Kendati keduanya saling melengkapi, satu karakter lagi dibutuhkan sebagai penggadang yang mempermulus residu dan memberi sentuhan akhir. Untuk mengisi celah ini, hadirlah Holly sebagai satu-satunya sumber akal sehat. Secara singkat, karakter Holly bisa dianggap sebagai versi Batgirl yang lebih berguna. Umur belia tidak menghalangi Angourie Rice untuk menegaskan pengaruh yang sama besar dengan akting Russell Crowe dan Ryang Gosling. Holly adalah seorang sidekick yang tak bisa begitu saja dilupakan.

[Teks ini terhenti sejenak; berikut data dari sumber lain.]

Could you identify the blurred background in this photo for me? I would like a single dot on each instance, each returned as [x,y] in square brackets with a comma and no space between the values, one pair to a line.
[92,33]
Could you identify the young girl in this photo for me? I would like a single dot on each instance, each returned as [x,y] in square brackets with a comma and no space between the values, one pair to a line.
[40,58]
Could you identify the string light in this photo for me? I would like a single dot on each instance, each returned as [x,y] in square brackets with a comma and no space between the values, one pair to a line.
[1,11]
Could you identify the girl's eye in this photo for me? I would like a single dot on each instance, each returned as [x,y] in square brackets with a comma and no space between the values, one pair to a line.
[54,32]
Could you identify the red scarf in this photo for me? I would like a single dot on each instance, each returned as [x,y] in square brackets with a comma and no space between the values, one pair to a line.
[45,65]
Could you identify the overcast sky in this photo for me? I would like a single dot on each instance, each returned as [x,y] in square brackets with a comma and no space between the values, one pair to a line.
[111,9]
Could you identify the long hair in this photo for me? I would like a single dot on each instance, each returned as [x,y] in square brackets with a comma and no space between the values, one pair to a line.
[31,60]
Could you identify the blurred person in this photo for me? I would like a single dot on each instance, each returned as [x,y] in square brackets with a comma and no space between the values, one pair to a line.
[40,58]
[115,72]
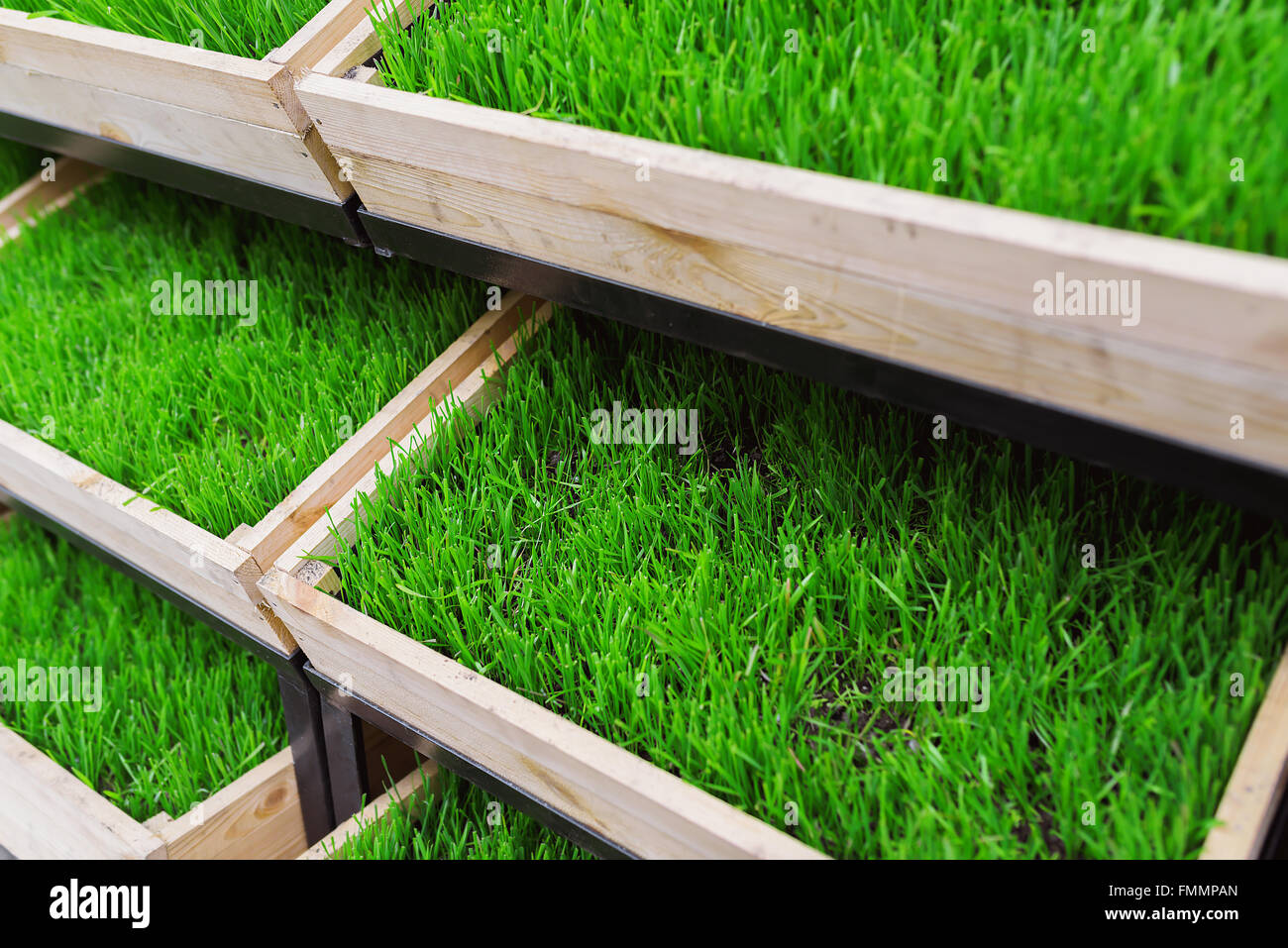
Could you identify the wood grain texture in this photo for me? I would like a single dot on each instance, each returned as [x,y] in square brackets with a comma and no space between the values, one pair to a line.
[931,282]
[185,76]
[206,569]
[477,390]
[327,31]
[621,796]
[256,817]
[46,813]
[335,476]
[37,197]
[361,43]
[277,158]
[1256,789]
[408,793]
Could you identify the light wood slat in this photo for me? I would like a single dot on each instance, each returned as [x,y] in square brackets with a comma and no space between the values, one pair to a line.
[187,76]
[475,395]
[362,43]
[408,793]
[1256,789]
[46,813]
[252,151]
[621,796]
[256,817]
[204,567]
[327,30]
[333,479]
[931,282]
[37,197]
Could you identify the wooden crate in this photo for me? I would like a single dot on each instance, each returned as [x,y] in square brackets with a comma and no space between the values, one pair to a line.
[934,283]
[47,813]
[181,112]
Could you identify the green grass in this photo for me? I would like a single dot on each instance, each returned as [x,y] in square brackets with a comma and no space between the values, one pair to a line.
[241,27]
[17,163]
[1138,134]
[183,712]
[765,679]
[460,822]
[209,417]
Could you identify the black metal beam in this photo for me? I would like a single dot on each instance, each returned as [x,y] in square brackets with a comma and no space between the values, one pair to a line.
[1247,484]
[335,218]
[303,711]
[463,766]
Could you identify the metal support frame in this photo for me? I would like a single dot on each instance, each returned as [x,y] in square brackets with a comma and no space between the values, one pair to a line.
[335,218]
[1254,487]
[300,702]
[322,717]
[476,772]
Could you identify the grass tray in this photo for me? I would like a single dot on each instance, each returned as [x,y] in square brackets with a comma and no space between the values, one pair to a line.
[241,29]
[1115,114]
[171,711]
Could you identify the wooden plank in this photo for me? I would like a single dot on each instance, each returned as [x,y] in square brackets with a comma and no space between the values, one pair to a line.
[1256,789]
[362,43]
[256,817]
[330,30]
[185,76]
[206,569]
[37,197]
[46,813]
[621,796]
[407,793]
[932,282]
[475,395]
[335,476]
[226,145]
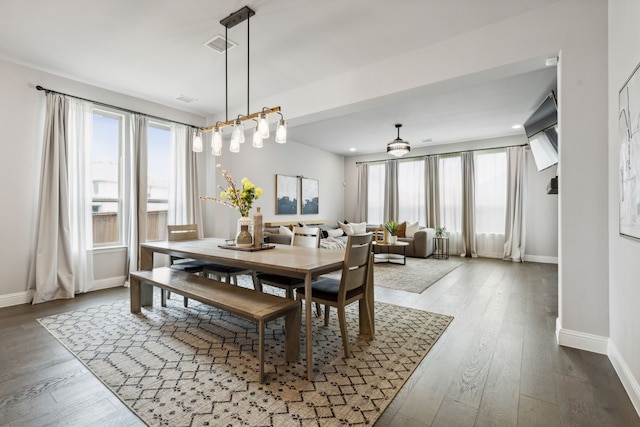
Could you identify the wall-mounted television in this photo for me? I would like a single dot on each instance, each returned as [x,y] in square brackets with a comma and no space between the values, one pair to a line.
[542,131]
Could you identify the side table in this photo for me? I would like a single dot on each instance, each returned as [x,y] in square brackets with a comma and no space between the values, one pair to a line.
[441,247]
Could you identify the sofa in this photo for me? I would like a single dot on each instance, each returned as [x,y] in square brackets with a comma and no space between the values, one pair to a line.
[420,245]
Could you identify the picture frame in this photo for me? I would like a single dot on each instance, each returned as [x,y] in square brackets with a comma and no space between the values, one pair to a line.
[286,195]
[629,156]
[310,195]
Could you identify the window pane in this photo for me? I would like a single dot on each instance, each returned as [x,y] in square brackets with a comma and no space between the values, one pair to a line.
[105,173]
[375,194]
[411,191]
[450,187]
[158,168]
[490,191]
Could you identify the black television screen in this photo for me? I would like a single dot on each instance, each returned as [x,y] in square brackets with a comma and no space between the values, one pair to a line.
[542,131]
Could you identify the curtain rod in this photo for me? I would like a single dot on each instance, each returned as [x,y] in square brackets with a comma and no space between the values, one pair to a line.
[441,154]
[126,110]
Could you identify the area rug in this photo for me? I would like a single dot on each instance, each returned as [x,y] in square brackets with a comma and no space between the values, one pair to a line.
[416,276]
[181,366]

Latar cerita banyak menyimpan satir dan sisi kelam di balik atmosfirnya yang funky. Los Angeles di tahun 1977 digambarkan sebagai pelimbahan segala bentuk dekadensi. Seks, narkoba, dan korupsi gencar dilakukan, mungkin sebagai bentuk balas dendam atas dekade horror yang baru saja usai. Dari dua adegan pesta dalam film ini, industri otomotif dan pornografi ditempatkan sejajar, sebagai penyumbang besar dalam kemunduran peradaban. Tapi sudah, The Nice Guys tidak dimaksudkan sebagai gambaran realistis sebuah era. Kalau mau dibandingkan, Inherent Vice bisa jadi lebih mendekati realitas, walaupun dengan cara yang lebih personal. Begitu pula dengan Boogie Nights, film Paul Thomas Anderson lain yang lebih waras.

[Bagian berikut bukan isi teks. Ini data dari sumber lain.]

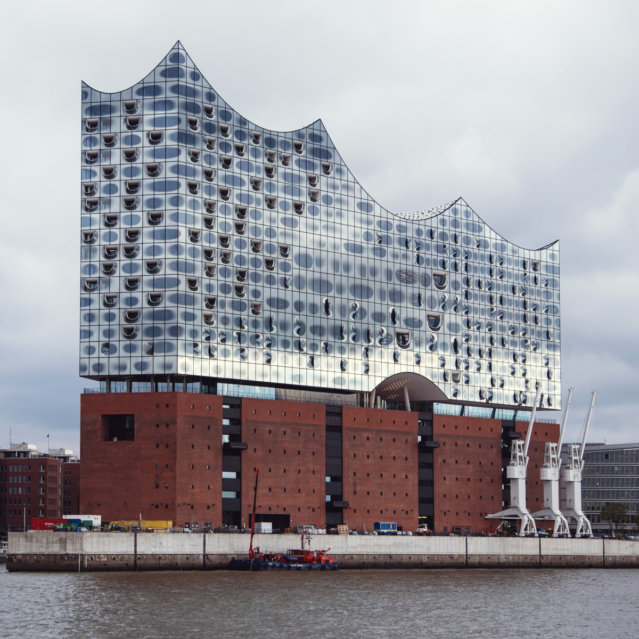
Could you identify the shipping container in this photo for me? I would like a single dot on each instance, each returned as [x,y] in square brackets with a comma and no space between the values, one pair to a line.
[43,523]
[96,520]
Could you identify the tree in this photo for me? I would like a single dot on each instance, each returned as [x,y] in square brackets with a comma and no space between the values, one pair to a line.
[615,513]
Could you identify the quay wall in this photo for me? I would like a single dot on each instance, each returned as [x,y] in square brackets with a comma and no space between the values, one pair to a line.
[57,551]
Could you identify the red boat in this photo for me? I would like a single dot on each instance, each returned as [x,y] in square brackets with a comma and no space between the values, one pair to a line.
[295,559]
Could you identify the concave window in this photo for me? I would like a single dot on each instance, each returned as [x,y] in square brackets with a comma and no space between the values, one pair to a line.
[402,338]
[256,308]
[155,137]
[130,155]
[439,280]
[434,321]
[154,217]
[154,299]
[129,332]
[130,203]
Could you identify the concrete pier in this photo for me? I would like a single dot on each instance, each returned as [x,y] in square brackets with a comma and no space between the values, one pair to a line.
[54,551]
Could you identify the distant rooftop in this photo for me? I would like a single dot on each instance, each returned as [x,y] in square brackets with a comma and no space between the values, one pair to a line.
[25,450]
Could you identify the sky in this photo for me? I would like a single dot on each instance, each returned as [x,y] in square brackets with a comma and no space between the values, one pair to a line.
[528,110]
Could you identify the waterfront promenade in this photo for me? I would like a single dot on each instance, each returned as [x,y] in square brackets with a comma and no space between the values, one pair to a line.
[53,551]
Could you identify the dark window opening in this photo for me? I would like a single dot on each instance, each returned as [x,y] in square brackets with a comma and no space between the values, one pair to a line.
[118,428]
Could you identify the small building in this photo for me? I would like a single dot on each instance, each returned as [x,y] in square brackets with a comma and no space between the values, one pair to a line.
[33,484]
[610,475]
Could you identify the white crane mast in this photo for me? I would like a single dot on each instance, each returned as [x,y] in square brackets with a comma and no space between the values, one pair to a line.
[516,471]
[571,476]
[549,475]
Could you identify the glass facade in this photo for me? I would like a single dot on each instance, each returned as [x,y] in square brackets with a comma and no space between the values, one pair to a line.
[215,249]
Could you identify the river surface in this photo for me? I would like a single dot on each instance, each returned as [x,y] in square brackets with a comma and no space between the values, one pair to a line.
[551,603]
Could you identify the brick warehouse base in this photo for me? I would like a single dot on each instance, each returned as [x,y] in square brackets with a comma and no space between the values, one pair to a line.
[191,459]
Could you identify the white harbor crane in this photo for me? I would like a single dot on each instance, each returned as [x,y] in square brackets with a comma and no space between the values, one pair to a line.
[571,477]
[516,472]
[549,475]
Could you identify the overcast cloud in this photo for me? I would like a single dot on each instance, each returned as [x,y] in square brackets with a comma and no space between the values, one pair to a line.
[528,110]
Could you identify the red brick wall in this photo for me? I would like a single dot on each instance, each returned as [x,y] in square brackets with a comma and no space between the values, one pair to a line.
[152,475]
[71,488]
[286,442]
[41,490]
[467,472]
[379,449]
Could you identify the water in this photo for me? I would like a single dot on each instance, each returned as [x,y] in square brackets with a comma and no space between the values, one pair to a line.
[344,604]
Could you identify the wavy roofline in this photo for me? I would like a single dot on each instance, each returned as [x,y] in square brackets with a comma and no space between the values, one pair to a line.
[419,214]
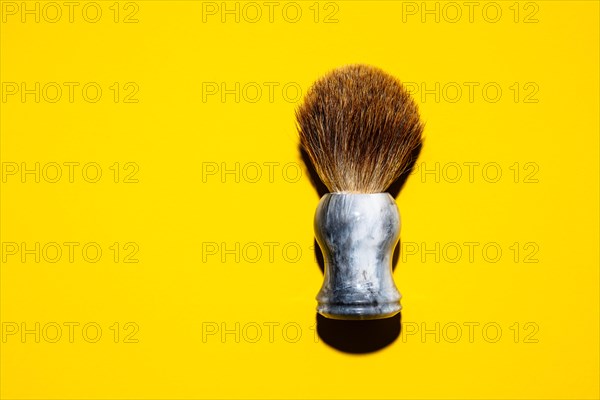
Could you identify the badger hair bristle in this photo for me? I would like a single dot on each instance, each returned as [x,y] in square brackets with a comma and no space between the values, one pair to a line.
[360,128]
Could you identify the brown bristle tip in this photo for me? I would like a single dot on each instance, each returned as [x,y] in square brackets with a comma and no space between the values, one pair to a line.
[360,128]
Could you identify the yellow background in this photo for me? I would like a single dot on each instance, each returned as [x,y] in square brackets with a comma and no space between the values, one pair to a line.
[175,290]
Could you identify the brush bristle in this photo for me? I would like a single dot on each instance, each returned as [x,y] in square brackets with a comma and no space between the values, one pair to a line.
[360,128]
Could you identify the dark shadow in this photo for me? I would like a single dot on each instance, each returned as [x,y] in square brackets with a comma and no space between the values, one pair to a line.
[312,174]
[359,337]
[398,184]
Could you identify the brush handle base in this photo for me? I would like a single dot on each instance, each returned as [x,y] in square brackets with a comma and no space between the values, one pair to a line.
[357,234]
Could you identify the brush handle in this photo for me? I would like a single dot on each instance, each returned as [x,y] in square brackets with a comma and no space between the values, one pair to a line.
[357,234]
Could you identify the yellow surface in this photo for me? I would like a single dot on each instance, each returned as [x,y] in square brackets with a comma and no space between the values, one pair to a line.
[201,252]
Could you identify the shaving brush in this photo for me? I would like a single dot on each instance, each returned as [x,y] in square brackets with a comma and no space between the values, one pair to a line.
[360,128]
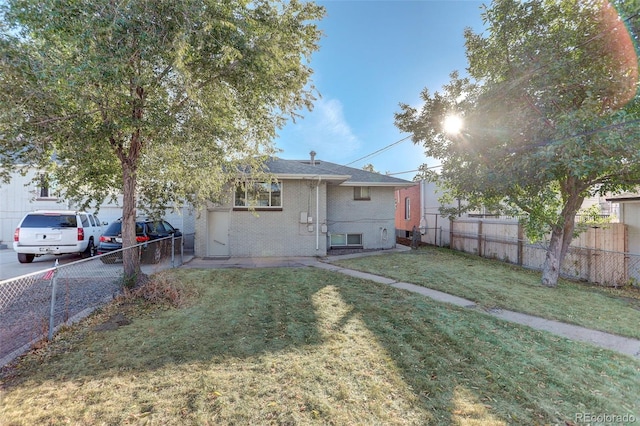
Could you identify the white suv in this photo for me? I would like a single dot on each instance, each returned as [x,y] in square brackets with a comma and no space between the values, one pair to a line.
[56,232]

Terlepas dari daur ulang formula Lethal Weapon, The Nice Guys lebih banyak menarik kesamaan dengan, Kiss Kiss Bang Bang, directorial debut Shane Black yang sering dilupakan. Bedanya, saat Kiss Kiss Bang Bang banyak mengangguk pada penonton dengan komentar postmodernis, The Nice Guys cukup sadar diri dan tidak berusaha menjadi barang lain. The Nice Guys adalah sejujur-jujurnya sekumpulan klise film, muncul sebagai alternatif segar di tengah pasar yang semakin jenuh dengan film franchise. The Nice Guys adalah sumber mata air yang belakangan menjadi langka dilanda kemarau summer blockbuster. [WARN!NG/Kevin M.]